Potent Biology: Stem Cells, Cloning, and Regeneration
Doug Melton and Nadia Rosenthal are leaders in stem cell research, working primarily with mouse and human tissue. They will discuss where embryonic and adult stem cells come from and the biology of how they supply the cells the body needs.

Evolution: Fossils, Genes, and Mousetraps
Leading evolution educator Ken Miller discusses the controversy surrounding the teaching of evolution, presents compelling evidence for evolution and reasons why "intelligent design" is not scientific.

Evolution: Constant Change and Common Threads
HHMI investigators Sean B. Carroll and David M. Kingsley discuss how Charles Darwin's ideas about evolution ignited a revolution in biology that continues to this day. Darwin's concept of a living world changing over time through natural selection has become biology's major unifying framework.

The Science of Fat
Scientists are unraveling the mechanisms that dictate how the brain and body regulate weight. In four presentations, Dr. Ronald M. Evans and Dr. Jeffrey M. Friedman discuss what the latest advances in genetic and molecular research tell us about why some people are hefty while others are lean.

Learning from Patients: The Science of Medicine
Biomedical scientists can gain essential insights from patients that help move their research in new directions. In four lectures, Dr. Bert Vogelstein and Dr. Huda Y. Zoghbi discuss how their patients have led them to a deeper understanding of the genetic and molecular bases of cancer and neurological disorders.
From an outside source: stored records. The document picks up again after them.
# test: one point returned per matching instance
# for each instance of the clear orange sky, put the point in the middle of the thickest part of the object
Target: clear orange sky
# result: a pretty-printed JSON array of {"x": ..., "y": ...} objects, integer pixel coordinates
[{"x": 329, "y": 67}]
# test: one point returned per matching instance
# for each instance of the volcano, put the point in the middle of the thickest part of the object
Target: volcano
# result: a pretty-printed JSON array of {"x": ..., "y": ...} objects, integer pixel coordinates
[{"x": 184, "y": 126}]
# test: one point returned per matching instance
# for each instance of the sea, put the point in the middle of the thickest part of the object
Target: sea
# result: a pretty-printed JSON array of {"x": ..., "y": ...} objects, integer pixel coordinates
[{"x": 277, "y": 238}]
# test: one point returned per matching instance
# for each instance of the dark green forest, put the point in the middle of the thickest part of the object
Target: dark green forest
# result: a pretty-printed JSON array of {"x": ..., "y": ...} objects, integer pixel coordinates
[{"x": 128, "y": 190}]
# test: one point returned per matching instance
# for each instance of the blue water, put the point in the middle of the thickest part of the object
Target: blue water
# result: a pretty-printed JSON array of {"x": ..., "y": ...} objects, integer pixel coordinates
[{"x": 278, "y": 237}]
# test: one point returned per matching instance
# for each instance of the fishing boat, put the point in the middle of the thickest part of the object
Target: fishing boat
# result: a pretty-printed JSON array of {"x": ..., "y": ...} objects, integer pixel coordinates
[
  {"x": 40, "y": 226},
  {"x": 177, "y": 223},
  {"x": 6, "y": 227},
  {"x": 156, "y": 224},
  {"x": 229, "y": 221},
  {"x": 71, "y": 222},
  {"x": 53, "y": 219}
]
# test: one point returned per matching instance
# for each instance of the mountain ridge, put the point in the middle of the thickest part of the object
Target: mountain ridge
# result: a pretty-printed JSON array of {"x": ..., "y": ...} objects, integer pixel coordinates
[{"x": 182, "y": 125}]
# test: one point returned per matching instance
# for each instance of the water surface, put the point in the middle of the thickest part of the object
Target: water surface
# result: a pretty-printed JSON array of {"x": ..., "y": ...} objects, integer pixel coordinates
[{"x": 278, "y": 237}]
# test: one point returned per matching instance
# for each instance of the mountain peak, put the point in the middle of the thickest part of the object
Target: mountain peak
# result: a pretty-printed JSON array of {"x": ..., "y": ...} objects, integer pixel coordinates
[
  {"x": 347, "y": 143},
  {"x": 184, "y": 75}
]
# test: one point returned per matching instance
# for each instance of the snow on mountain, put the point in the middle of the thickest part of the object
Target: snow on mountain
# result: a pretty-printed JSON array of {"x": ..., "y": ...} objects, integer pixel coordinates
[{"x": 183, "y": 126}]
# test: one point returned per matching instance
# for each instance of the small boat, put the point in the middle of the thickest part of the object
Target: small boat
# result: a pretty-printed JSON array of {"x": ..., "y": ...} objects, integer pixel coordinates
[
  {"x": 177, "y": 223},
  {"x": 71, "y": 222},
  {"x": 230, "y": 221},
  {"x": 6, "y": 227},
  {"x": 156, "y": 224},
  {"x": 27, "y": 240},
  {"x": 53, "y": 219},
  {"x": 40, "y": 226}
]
Scanning Life's Matrix: Genes, Proteins, and Small Molecules
Stuart L. Schreiber, PhD, and Eric S. Lander, PhD, open a window onto the fast-paced world of genomic science and chemical genetics. They emphasize how molecular biology, robotics, and advanced computation, combined with intense teamwork, characterize a new generation of biomedical research.

The Meaning of Sex: Genes and Gender
Barbara J. Meyer, PhD, and David C. Page, MD, explore topics such as the evolution of the sex chromosomes, the genetic cues that affect sex determination, the advantages of studying sex in a worm, human infertility, and ethics.
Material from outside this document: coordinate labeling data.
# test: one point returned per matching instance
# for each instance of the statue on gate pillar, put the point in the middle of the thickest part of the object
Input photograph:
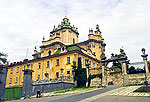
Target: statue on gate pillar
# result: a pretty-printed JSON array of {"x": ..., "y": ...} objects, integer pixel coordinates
[
  {"x": 146, "y": 64},
  {"x": 104, "y": 76}
]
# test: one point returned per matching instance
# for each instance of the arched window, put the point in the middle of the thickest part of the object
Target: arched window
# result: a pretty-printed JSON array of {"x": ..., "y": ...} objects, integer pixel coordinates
[
  {"x": 49, "y": 53},
  {"x": 73, "y": 41}
]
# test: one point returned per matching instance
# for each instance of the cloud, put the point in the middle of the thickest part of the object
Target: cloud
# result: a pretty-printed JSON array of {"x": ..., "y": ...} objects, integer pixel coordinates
[{"x": 122, "y": 22}]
Clockwork Genes: Discoveries in Biological Time
Four lectures highlight the research of two scientists who have made groundbreaking discoveries elucidating the molecular basis of circadian clocks - the internal timekeepers that govern fluctuations in behavior and physiology on a 24-hour cycle.
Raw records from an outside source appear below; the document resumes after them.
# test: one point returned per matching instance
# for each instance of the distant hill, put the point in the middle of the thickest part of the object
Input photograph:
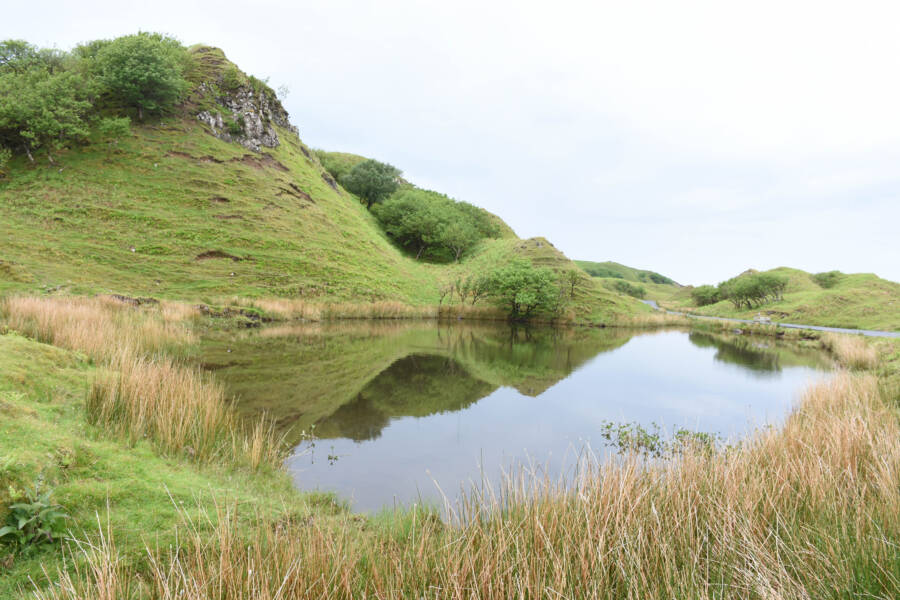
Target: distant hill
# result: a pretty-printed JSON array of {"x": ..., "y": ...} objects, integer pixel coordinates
[
  {"x": 210, "y": 203},
  {"x": 620, "y": 271},
  {"x": 835, "y": 299}
]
2000 and Beyond: Confronting the Microbe Menace
In four presentations, Donald E. Ganem, MD, and B. Brett Finlay, PhD, discuss the latest advances in understanding how pathogens invade the body and how this knowledge is leading to the development of new therapies.

Of Hearts and Hypertension: Blazing Genetic Trails
In four lectures, Richard P. Lifton, MD, PhD, and Christine E. Seidman, MD, discuss their groundbreaking work in using genetic and molecular approaches to understand cardiovascular diseases.

Senses and Sensitivity: Neuronal Alliances for Sight and Sound
In four talks, A. James Hudspeth, MD, PhD, and Jeremy H. Nathans, MD, PhD, discuss how sensory information is encoded and transmitted to the brain. They describe the detailed workings of two senses of great importance to humans - vision and hearing.

The Immune System: Friend and Foe
A wide overview of the immune system, presented by HHMI investigators John W. Kappler, PhD, and Philippa Marrack, PhD.

The Double Life of RNA
In these lectures, Dr. Thomas R. Cech explains the current state of knowledge of RNA in chemistry and in structural and cell biology and discusses the implications of ribozymes.